We’re currently focused on providing specialized equipment to facilitate and accelerate this quantum R&D, testing, and characterization. Looking ahead, however, we anticipate an even larger market for the operation of full-stack quantum computers. Every quantum computer, quantum communication repeater node, and other quantum devices will require a cryogenic platform to operate. It will be a multibillion-euro market that strongly depends on ultra-low temperature cooling.
We’re already building larger systems for this future. While we started with compact, specialized devices for R&D and characterization, we’re simultaneously working on large-scale magnetocaloric refrigeration devices that can serve as operating platforms capable of hosting quantum chips and running quantum computers beyond the lab in real-world data center environments.

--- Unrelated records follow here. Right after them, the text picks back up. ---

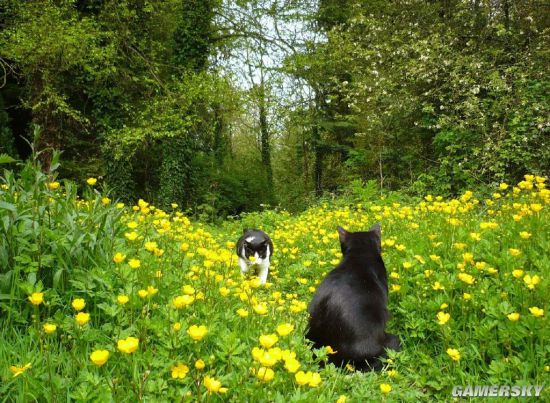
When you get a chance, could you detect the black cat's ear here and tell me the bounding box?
[369,223,382,252]
[336,227,349,243]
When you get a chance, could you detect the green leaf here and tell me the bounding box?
[0,154,17,164]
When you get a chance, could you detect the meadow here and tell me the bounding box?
[0,160,550,403]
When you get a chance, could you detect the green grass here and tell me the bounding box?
[0,165,550,402]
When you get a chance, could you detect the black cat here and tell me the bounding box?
[306,224,400,370]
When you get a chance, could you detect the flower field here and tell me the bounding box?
[0,170,550,402]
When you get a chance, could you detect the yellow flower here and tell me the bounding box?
[10,362,31,378]
[256,367,275,382]
[90,350,109,367]
[285,357,300,374]
[458,273,475,285]
[187,325,208,341]
[113,252,126,263]
[181,284,195,295]
[512,269,523,278]
[508,248,521,256]
[294,371,311,385]
[430,255,441,262]
[447,348,460,361]
[258,347,280,367]
[128,259,141,269]
[529,306,544,318]
[124,231,138,241]
[71,298,86,312]
[143,241,158,252]
[259,334,279,348]
[523,274,540,290]
[170,364,189,379]
[470,232,481,241]
[437,311,451,325]
[75,312,90,326]
[252,303,267,315]
[29,292,44,306]
[430,282,445,291]
[203,376,227,393]
[506,312,519,322]
[117,336,139,354]
[176,295,195,309]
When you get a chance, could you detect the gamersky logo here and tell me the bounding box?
[453,385,543,397]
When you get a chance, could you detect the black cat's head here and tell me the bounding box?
[242,229,271,259]
[338,224,382,256]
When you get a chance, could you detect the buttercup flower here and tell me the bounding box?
[113,252,126,263]
[29,292,44,306]
[529,306,544,318]
[203,376,227,393]
[48,182,60,190]
[71,298,86,312]
[506,312,519,322]
[90,350,109,367]
[187,325,208,341]
[75,312,90,326]
[128,259,141,269]
[170,364,189,379]
[10,362,31,378]
[447,348,460,361]
[259,334,279,348]
[42,323,57,334]
[117,336,139,354]
[437,311,451,325]
[256,367,275,382]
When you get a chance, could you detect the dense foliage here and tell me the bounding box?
[0,0,550,217]
[0,160,550,402]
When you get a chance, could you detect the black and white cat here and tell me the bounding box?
[237,229,273,284]
[306,224,400,370]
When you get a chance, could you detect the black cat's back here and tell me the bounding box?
[306,226,399,369]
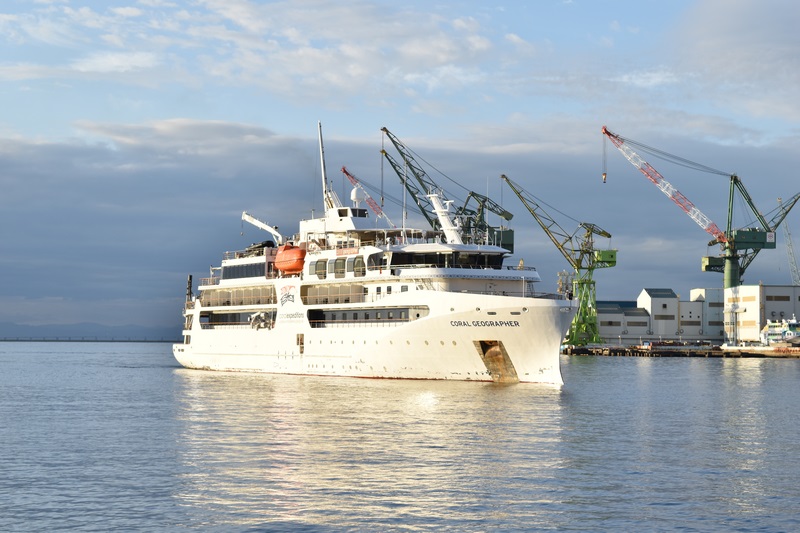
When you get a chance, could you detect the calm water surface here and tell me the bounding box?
[0,342,800,531]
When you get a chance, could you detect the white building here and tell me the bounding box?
[724,284,800,345]
[597,285,800,346]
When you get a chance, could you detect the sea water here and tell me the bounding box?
[0,342,800,532]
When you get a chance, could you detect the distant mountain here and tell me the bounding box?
[0,322,181,342]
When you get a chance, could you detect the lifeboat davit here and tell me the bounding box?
[275,244,306,274]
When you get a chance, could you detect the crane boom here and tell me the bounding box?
[602,126,728,243]
[381,127,514,248]
[500,174,617,345]
[342,167,397,228]
[242,211,283,245]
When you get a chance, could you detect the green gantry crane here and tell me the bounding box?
[381,128,514,249]
[500,174,617,346]
[602,126,800,289]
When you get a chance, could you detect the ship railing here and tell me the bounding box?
[222,247,278,259]
[308,318,410,328]
[200,322,252,329]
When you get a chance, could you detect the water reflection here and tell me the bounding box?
[175,369,562,530]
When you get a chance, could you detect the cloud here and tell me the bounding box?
[72,52,160,73]
[671,0,800,121]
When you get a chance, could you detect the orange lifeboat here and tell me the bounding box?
[275,244,306,274]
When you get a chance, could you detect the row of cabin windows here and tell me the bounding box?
[308,307,418,328]
[392,252,503,268]
[323,309,408,322]
[222,262,266,279]
[308,254,376,279]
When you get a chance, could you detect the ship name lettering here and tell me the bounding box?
[450,320,519,328]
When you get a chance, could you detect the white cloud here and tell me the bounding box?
[612,67,679,89]
[111,7,142,17]
[72,52,159,73]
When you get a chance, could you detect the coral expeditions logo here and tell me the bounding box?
[281,285,296,306]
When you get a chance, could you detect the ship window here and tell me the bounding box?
[353,255,367,278]
[315,261,326,279]
[367,252,383,270]
[333,257,347,278]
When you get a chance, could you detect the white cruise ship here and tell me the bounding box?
[173,124,577,384]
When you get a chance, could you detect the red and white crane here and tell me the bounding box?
[342,167,397,228]
[602,126,728,243]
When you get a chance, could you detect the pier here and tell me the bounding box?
[562,342,800,359]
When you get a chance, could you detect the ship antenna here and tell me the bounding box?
[317,122,335,210]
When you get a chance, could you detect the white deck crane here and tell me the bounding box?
[242,211,283,246]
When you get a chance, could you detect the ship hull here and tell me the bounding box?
[173,291,575,384]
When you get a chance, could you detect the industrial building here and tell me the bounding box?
[597,284,800,346]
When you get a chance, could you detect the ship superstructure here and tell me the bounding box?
[173,124,576,384]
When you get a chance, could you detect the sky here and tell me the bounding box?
[0,0,800,327]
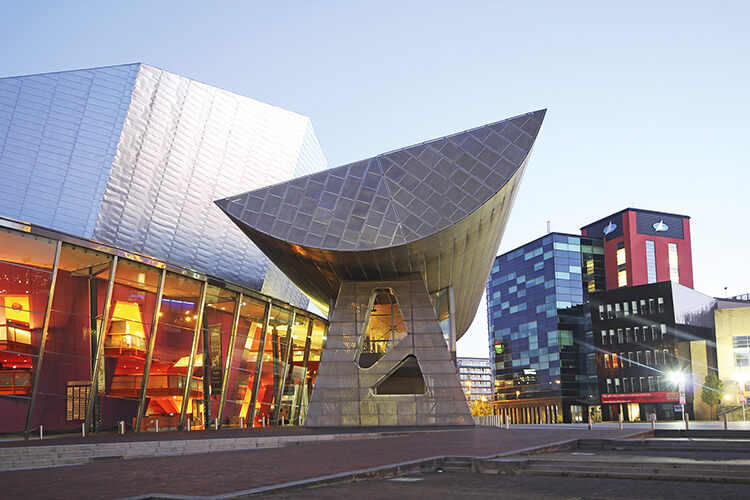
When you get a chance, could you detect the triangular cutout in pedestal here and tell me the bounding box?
[372,354,427,396]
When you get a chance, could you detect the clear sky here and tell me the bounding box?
[0,0,750,355]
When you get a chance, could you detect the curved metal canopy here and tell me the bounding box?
[216,110,546,339]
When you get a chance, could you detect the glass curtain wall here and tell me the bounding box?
[31,243,114,431]
[0,230,56,432]
[0,224,327,433]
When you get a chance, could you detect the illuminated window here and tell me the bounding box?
[617,242,628,287]
[667,243,680,283]
[646,240,656,283]
[65,381,91,421]
[617,243,627,266]
[617,269,628,287]
[732,335,750,368]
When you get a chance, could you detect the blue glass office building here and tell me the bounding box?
[487,233,605,423]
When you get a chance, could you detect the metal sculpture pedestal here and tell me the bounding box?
[305,274,474,427]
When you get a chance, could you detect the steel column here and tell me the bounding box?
[248,301,271,427]
[177,281,208,430]
[134,269,167,432]
[273,309,297,423]
[290,318,315,422]
[216,293,245,429]
[86,255,118,429]
[24,240,62,439]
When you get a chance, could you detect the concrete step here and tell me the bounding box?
[521,460,750,477]
[516,469,750,484]
[441,457,472,472]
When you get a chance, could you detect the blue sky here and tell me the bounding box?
[0,0,750,355]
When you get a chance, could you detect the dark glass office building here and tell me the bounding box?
[590,281,717,421]
[487,233,605,423]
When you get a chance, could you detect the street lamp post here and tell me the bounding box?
[734,372,747,422]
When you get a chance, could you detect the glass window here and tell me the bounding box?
[100,259,160,427]
[617,269,628,287]
[667,243,680,283]
[646,240,656,283]
[617,242,627,266]
[0,229,56,432]
[141,272,205,430]
[32,243,113,431]
[224,297,270,426]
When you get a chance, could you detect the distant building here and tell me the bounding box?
[714,295,750,407]
[456,358,492,403]
[581,208,693,290]
[591,281,717,421]
[487,233,605,423]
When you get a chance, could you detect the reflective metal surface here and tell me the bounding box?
[0,64,326,305]
[216,110,545,338]
[305,273,474,427]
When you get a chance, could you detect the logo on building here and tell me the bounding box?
[602,221,617,236]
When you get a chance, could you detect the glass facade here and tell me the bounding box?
[0,219,327,433]
[487,233,605,419]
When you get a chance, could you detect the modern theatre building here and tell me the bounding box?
[217,110,545,426]
[0,64,544,434]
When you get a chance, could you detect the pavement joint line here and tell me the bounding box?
[113,431,650,500]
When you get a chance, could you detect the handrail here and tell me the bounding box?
[716,404,747,417]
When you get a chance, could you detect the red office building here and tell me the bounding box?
[581,208,693,290]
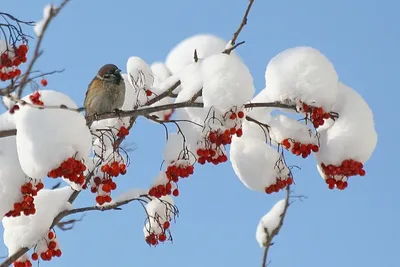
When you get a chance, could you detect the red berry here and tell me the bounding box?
[47,232,55,240]
[172,189,179,197]
[163,222,170,229]
[32,252,39,261]
[158,234,167,242]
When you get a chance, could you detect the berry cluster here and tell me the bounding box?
[5,180,44,217]
[29,91,44,106]
[14,260,32,267]
[47,158,86,185]
[321,159,366,190]
[196,108,244,165]
[90,161,126,205]
[281,138,319,159]
[0,44,28,82]
[146,221,170,246]
[31,230,62,261]
[9,105,19,114]
[302,103,331,129]
[117,126,129,138]
[149,160,194,198]
[164,109,174,121]
[265,176,293,194]
[40,78,47,87]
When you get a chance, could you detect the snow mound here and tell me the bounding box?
[230,137,289,192]
[14,90,91,179]
[175,60,203,103]
[256,199,286,247]
[126,57,154,89]
[143,196,174,236]
[316,83,378,165]
[269,115,317,145]
[0,112,15,131]
[201,54,254,112]
[265,46,339,111]
[150,62,172,87]
[165,34,235,74]
[0,136,25,217]
[3,186,73,255]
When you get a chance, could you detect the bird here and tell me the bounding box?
[84,64,126,127]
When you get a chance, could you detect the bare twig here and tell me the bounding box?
[222,0,254,55]
[17,0,69,98]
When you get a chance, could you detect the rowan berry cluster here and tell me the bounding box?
[302,103,331,129]
[29,91,44,106]
[31,230,62,261]
[117,126,129,138]
[146,221,170,246]
[321,159,366,190]
[149,160,194,198]
[90,161,126,205]
[5,180,44,217]
[281,138,319,158]
[47,158,86,186]
[265,176,293,194]
[196,108,244,165]
[14,260,32,267]
[0,44,28,82]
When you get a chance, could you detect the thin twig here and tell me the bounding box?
[17,0,69,98]
[261,185,290,267]
[222,0,254,55]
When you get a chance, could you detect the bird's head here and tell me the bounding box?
[97,64,122,84]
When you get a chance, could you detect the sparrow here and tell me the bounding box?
[84,64,125,126]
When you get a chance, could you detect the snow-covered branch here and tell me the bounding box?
[256,186,290,267]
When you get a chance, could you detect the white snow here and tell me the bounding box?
[14,90,91,179]
[0,40,15,58]
[265,46,339,111]
[175,108,205,155]
[0,111,18,131]
[143,196,174,236]
[150,62,171,87]
[269,114,318,145]
[33,5,55,37]
[3,186,73,255]
[256,199,286,247]
[175,60,203,103]
[230,137,289,192]
[165,34,235,74]
[0,136,25,216]
[316,83,378,165]
[201,54,254,111]
[126,57,154,89]
[0,95,16,109]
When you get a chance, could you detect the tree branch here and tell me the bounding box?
[261,185,290,267]
[222,0,254,55]
[15,0,69,98]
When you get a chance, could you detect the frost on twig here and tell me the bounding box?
[256,187,290,267]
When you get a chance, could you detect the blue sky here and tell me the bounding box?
[0,0,400,267]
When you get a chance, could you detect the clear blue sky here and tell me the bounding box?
[0,0,400,267]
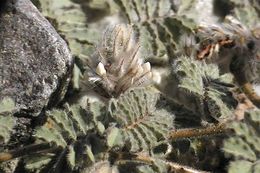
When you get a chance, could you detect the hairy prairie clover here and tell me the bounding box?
[181,16,260,107]
[93,24,152,96]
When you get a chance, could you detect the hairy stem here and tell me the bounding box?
[0,143,58,163]
[168,123,227,139]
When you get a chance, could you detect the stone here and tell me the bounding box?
[0,0,73,116]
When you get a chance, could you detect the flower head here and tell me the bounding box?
[92,24,152,96]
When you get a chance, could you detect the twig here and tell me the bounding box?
[117,153,208,173]
[0,143,58,163]
[168,123,227,139]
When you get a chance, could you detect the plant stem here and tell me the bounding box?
[0,143,58,163]
[168,123,227,139]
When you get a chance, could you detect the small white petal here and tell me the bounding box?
[96,62,107,76]
[147,72,153,78]
[142,62,151,73]
[214,44,219,53]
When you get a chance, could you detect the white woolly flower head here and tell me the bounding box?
[94,24,152,96]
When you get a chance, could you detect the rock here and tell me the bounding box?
[0,0,73,116]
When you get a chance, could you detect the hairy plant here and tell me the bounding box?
[169,56,236,121]
[0,98,15,145]
[115,0,194,64]
[93,24,152,96]
[223,110,260,173]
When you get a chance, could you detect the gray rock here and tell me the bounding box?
[0,0,72,116]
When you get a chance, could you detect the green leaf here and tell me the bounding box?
[223,110,260,173]
[114,0,195,63]
[107,127,120,148]
[109,87,174,152]
[0,115,15,144]
[0,97,15,114]
[173,56,236,121]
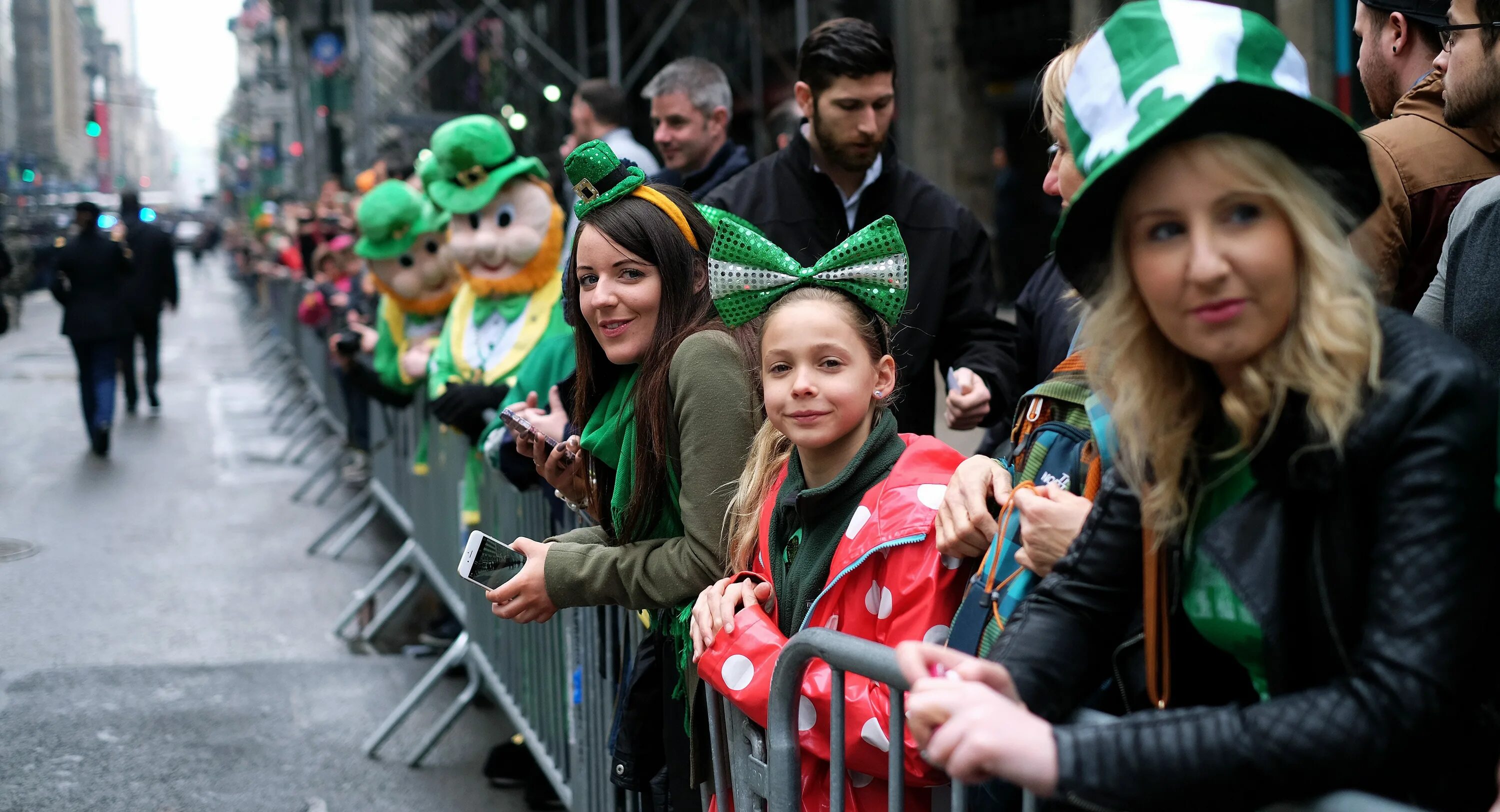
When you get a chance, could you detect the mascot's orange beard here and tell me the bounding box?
[454,180,562,298]
[370,273,459,315]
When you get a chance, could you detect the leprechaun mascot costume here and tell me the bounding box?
[351,180,459,407]
[423,116,573,524]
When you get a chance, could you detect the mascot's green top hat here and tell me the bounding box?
[422,114,548,214]
[354,180,452,260]
[1053,0,1380,297]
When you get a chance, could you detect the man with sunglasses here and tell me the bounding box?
[1353,0,1500,312]
[1416,0,1500,369]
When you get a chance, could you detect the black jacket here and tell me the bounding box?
[651,141,750,200]
[1016,256,1083,394]
[992,309,1500,810]
[124,219,177,316]
[704,134,1017,434]
[52,230,134,340]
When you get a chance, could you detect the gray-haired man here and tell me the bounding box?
[640,57,750,200]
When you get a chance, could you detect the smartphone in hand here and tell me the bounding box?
[459,530,526,592]
[500,408,573,462]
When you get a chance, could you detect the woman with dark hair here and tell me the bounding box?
[489,141,760,809]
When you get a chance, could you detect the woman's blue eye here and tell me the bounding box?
[1146,222,1186,242]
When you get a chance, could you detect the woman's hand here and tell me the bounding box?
[936,455,1011,558]
[688,578,776,662]
[1014,485,1094,578]
[400,344,432,381]
[906,672,1058,797]
[522,386,567,440]
[484,538,558,623]
[896,641,1026,706]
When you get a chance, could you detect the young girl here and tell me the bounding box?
[692,216,966,809]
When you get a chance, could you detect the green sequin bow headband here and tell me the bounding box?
[708,214,909,327]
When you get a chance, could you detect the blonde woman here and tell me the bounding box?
[934,39,1102,575]
[898,0,1500,810]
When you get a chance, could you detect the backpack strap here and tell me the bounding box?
[1083,392,1114,472]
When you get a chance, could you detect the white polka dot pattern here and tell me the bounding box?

Where are your customers based and how strong is Europe in quantum computing?
It’s a very international and well-connected scene, still closely tied to the scientific research community. We have customers almost all over the world. We started in Germany and have customers throughout the European Union and European countries. We have customers in the US, we’ve shipped systems to Japan, and we’re constantly growing our customer base through direct sales and distribution partners in the Asia-Pacific market.
We’re covering the whole emerging quantum ecosystem: large research institutes, universities, startups, small and medium-sized enterprises, corporates, and even big tech. We provide equipment for use with all kinds of quantum modalities. Most of our customers work in superconducting quantum devices and qubits, but we also have customers working on spin qubit systems, trapped ion chips, photonic systems, and more. This shows how fundamental cooling is for the whole quantum industry.
How does your technology scale as quantum computers get larger?
That’s exactly the big advantage of solid-state cooling. In stark contrast to helium-3 based cooling, we don’t have a scalability issue. We’re using solids that are commonly available and cheap. Some of them you can even buy in your next-door pharmacy for a couple of cents. This is completely different from helium-3, which you can only get in small amounts and from very selected suppliers. This is particularly important for Europe because we don’t have any helium-3 suppliers here at all. We source helium-3 exclusively from North America at the moment.
From a technical perspective, since the complexity isn’t as large as in dilution refrigeration based on helium-3, we can build highly modular cooling systems. We’re more easily scalable in terms of modularity. Building larger quantum computers will require more cooling power and more space. If you want to achieve this with standard cooling technology, you always end up building completely new refrigerators. With our technology, we envision individual cooling modules. You can add more cooling modules later to allow operation of a larger or changing payload. Our technology eventually will be able to grow with the growing computing architectures, making it more sustainable compared to traditional cooling methodologies.
How do you define deep tech?
Deep tech is about building a commercial solution right at the intersection of science and the real world, providing hopefully some impact on the real world. To my understanding, compared to other startups that aren’t deep tech, it requires long-term commitment, typically multidisciplinary collaboration and expertise. It’s more like a marathon compared to other ventures. For me, as a physicist, I believe it’s about leveraging physics, materials research, and engineering to build something new, address new markets, and create new capabilities.